This week we practiced making contributions to a branch that we didn't create using git remote. In this week I worked on Gustavo Tavares' code Repo Link, and Mizuho Okimoto was working on my repository My Repo.
The feature we were meant to implement is using a configuration file to get the arguments for our tool. This is in addition to having the option to pass the arguments manually. However, the config file should override the values from the command line.
In order to do this, the logic included:
- Checking if there's a JSON file.
- Reading the file
- Checking if it parsed correctly (no incorrect JSON formatting)
- Print an error if you could not read the file.

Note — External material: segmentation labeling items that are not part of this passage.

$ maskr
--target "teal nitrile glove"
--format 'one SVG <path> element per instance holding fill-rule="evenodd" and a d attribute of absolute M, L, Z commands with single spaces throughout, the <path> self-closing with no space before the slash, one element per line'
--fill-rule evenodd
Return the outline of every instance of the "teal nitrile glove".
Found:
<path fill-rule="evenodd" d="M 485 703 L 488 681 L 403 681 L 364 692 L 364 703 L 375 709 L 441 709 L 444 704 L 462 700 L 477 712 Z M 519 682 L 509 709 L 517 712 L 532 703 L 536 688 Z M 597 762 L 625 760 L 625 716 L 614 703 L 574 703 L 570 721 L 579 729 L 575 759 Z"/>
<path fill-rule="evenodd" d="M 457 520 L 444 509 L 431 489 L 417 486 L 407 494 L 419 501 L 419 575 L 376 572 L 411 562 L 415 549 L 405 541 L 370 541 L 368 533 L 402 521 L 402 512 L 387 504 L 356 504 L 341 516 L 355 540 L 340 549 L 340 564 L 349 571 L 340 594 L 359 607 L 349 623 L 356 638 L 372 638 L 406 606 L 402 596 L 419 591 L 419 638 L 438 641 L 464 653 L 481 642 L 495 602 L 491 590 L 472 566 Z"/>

- Swapping the values contained in each line of the file with the corresponding JSON key-value pair for the SSG program variables.
When it came to tackling the work I did a git pull on Gustavo's repository to update my version of his repo. In order to implement this I used Yargs as this is what the original program was doing. I added an alias for "c" and "config" to allow for the user to enter a file. Using this, I stored it in argv.c and read it as a JSON file. I checked for errors including not being able to open it, or incorrect parsing:
Then, as mentioned, I stored the values in each of the Yargs CLI values.
Overall the code itself was not too crazy to implement. The next step was asking him to make a change, and I realized that when I first committed I didn't update the README to let the users know they can use a config file now. So he added my branch as a remote origin, and after I pushed my README changes Gustav did a "git fetch , git checkout main so that he would be in his production branch, then git merge to get my changes, and then git push to move them to his main branch.
I learned a lot in this lab about git remote and merging a branch that I didn't create. This will be useful knowledge when multiple people are working on my project. It allows me to add them as a remote origin and merge changes and close the pull request that way after pushing.